My only comment is after two house fires that destroyed everything, it took a lot longer than 2 weeks. One was 8 months and the other was 6 months. We were given a stipend to live off of, but it didn't cover much. We had great insurance coverage in the end but waiting on the big check took much longer that you would think.


----------



## NaeKid (Oct 17, 2008)

ditzyjan56 said:


> My only comment is after two house fires that destroyed everything, it took a lot longer than 2 weeks. One was 8 months and the other was 6 months. We were given a stipend to live off of, but it didn't cover much. We had great insurance coverage in the end but waiting on the big check took much longer that you would think.

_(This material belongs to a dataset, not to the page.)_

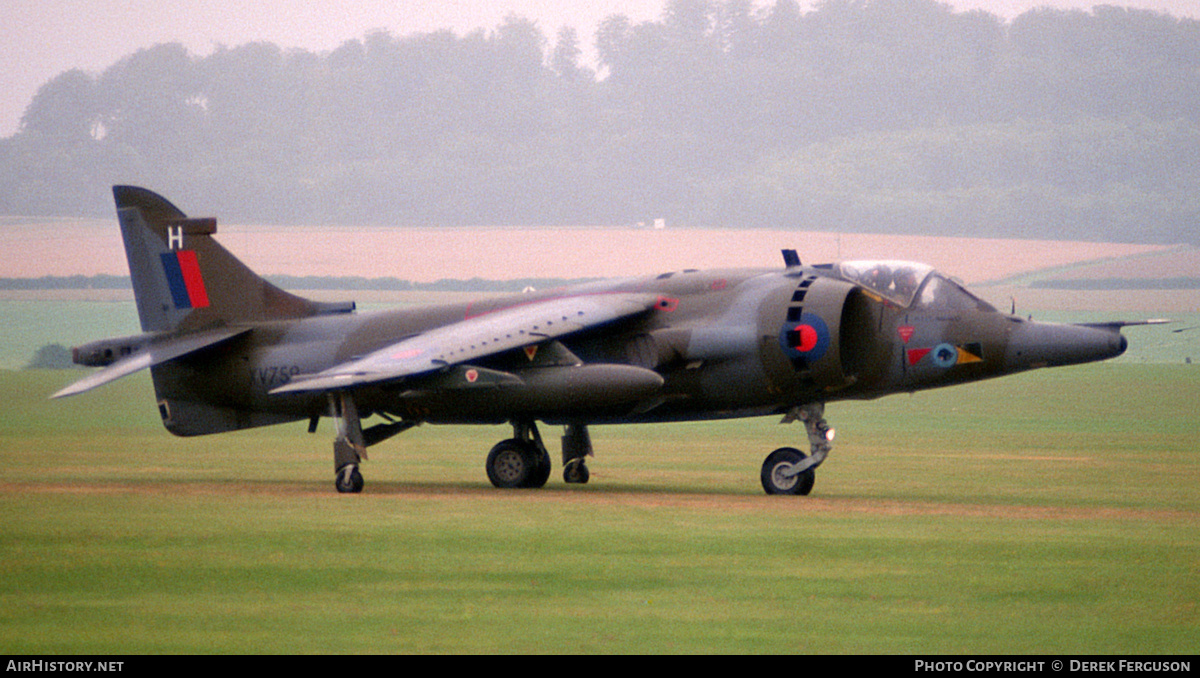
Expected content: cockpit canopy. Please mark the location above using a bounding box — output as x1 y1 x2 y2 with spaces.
833 260 996 312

If you are talking about the part of "Did you know?", here in Canada that is the average amount of time that insurance takes to finish their paperwork which is scary enough. 

Depending on the circumstances behind the fire, like you said, it can take insurance up to a year (or more) to get things back to normal, if they even decide to do something for the people who experienced the fire.

My insurance company has a 24hr hotline that allows me to start the claim process, but, until the fire department and police have done their investigations into the reason / cause of the fire I would not be expecting an incomming cheque ...


----------



## NaeKid (Oct 17, 2008)

I just found out that printing the document on some machines wasn't working out very well - so - I went and made an update on it - and - I hope it would be something that could be printed and posted up in any area ... 

Please let me know if there would be something that could be changed to make it more "generic" instead of Calgary specific ...


----------



## Jerry D Young (Jan 28, 2009)

Looks good. I'd go with it.


----------



## UncleJoe (Jan 11, 2009)

I wouldn't read this as Calgary specific. You're just using Calgary as an example. 

Print It!! :congrat:


----------